Metaphor for real-life document workflow
Write documents at the time when they are useful. I’ve seen projects blissfully ignorant of regulations until the end, where the documentation required by regulations is hastily written. This is nonsense. Minimizing doc authoring effort can be the enemy of project effort minimization. Quality-related documents are often very useful, if written properly, at the right time.
- Write those documents framing the entire program (such as high-level marketing needs) very early. They are likely to generate a lot of heat (political struggles) in the enterprise and take a long time to stabilize (when someone has won the battle). It’s very risky to start developing before – but it’s a good time for feasibilities, finding and tuning the right process, choosing tools and languages, writing foundation frameworks, hiring teams).
- Think about architecture and risk analysis at the very beginning, when things are easy to change. Write it down in documents to set a clear vision that may be lasting for years. These documents will be read by every newbie joining the team, saving days of training for the architect – more time than required to write and maintain the docs.
- Coding guidelines (hopefully enforced via tools) are to be enacted at the very beginning of implementation – if not, you will have to refactor the existing codebase to abide by them.
- Specifications are to be written before coding. It’s a lot cheaper to change text than code. If you can’t write a sentence explaining what the software is supposed to do, it means you are not sure yet. Developers often think they know what the program should do – except they lack intimate client knowledge and perspective.
- Manuel test plans are to be written before they are executed. Free testing is a powerful tool, but this is another story.
- As far as I understand, for most documents, the minimal approval process is one author, and one other person playing the roles of reviewer and approver. That should be the default approval process to minimize waste. I’ve seen documents with more than a dozen people involved in the review process. Guess what? Everybody feels it’s useless to review the document because the others will spot errors. The review process ends up being more shallow than with one only reviewer – but fully responsible and committed.

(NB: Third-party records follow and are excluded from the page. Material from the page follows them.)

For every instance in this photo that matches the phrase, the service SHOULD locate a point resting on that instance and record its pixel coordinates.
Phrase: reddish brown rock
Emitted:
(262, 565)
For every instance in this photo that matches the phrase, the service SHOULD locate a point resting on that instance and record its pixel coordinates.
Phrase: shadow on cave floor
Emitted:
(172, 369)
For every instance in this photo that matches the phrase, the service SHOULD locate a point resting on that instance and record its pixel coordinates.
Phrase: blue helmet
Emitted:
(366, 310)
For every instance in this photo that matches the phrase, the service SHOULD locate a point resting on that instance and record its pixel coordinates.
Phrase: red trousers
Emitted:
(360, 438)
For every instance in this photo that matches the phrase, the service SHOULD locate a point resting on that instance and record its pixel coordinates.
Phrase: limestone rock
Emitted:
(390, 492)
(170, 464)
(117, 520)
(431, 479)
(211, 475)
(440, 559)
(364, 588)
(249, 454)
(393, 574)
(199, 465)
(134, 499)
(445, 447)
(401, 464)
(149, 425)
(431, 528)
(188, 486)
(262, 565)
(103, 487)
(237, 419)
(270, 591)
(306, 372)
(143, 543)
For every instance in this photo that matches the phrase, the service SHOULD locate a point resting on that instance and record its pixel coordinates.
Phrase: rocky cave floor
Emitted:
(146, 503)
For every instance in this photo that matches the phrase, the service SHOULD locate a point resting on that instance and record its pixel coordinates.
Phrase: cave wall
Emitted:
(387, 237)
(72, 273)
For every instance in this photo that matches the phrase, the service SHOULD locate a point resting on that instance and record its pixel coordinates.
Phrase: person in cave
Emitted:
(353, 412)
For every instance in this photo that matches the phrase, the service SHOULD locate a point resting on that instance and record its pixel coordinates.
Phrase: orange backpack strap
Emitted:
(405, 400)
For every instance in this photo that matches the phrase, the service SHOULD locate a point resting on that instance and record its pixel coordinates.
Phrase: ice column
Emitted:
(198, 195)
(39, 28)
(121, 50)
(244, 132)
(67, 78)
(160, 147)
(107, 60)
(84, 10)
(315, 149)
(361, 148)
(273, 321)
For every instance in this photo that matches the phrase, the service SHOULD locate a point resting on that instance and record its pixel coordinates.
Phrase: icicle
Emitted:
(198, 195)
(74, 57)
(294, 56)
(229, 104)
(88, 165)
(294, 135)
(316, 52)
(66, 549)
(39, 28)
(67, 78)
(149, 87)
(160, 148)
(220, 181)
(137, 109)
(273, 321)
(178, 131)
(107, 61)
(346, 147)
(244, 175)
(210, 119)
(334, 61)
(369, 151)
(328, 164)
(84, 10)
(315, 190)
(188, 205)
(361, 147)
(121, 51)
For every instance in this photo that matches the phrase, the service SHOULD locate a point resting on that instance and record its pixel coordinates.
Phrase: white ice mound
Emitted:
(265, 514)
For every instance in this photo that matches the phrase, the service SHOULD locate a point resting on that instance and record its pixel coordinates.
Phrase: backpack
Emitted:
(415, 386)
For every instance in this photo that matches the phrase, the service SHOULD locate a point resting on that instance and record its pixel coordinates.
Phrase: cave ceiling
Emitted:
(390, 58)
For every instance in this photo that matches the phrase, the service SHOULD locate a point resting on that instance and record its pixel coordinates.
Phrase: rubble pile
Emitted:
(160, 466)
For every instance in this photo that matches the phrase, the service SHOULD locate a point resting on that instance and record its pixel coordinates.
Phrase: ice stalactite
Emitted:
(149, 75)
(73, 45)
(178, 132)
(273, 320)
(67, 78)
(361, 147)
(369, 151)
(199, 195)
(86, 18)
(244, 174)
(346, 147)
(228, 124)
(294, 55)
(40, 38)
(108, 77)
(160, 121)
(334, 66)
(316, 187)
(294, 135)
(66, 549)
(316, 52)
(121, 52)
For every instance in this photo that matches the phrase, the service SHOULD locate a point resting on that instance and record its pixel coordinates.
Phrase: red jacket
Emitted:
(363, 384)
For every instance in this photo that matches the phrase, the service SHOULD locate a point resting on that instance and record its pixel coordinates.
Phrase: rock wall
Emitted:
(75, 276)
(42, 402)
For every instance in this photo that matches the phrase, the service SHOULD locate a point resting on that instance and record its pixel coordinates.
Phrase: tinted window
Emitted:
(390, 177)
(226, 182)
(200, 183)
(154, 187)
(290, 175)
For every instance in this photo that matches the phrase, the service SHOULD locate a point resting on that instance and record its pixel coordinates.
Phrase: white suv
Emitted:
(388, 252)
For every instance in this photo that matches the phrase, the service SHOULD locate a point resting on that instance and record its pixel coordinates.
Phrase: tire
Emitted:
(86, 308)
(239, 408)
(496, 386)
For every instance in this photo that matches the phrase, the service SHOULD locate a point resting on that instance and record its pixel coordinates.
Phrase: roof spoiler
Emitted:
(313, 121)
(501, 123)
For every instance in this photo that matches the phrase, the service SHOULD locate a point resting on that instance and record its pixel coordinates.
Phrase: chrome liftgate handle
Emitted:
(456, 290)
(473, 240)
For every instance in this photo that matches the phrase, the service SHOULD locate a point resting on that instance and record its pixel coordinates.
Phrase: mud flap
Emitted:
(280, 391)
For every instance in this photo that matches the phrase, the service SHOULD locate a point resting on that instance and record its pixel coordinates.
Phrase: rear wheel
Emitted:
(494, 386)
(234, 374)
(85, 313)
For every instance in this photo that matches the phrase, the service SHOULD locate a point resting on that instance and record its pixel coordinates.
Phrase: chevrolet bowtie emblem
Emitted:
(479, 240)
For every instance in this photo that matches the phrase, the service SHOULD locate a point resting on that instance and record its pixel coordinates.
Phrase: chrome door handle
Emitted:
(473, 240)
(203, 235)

- The most efficient reviewer is the person using the document data as input data: he or she has to carefully read it anyway, and has the skills to really understand them. It should be the reviewer and approver of choice.
- As documents change until the work is done, validate documents only once the job is done – the end of the iteration (notable exception: project management plans, high-level marketing needs).
- Validating documents once or twice a year should be sufficient (provided you explain it in your project management plan) if your validation process is costly (for example if you have a manual, paper-based validation process, or if your document lifecycle management tool has poor ergonomics and performance). You can’t waste time validating them at every iteration.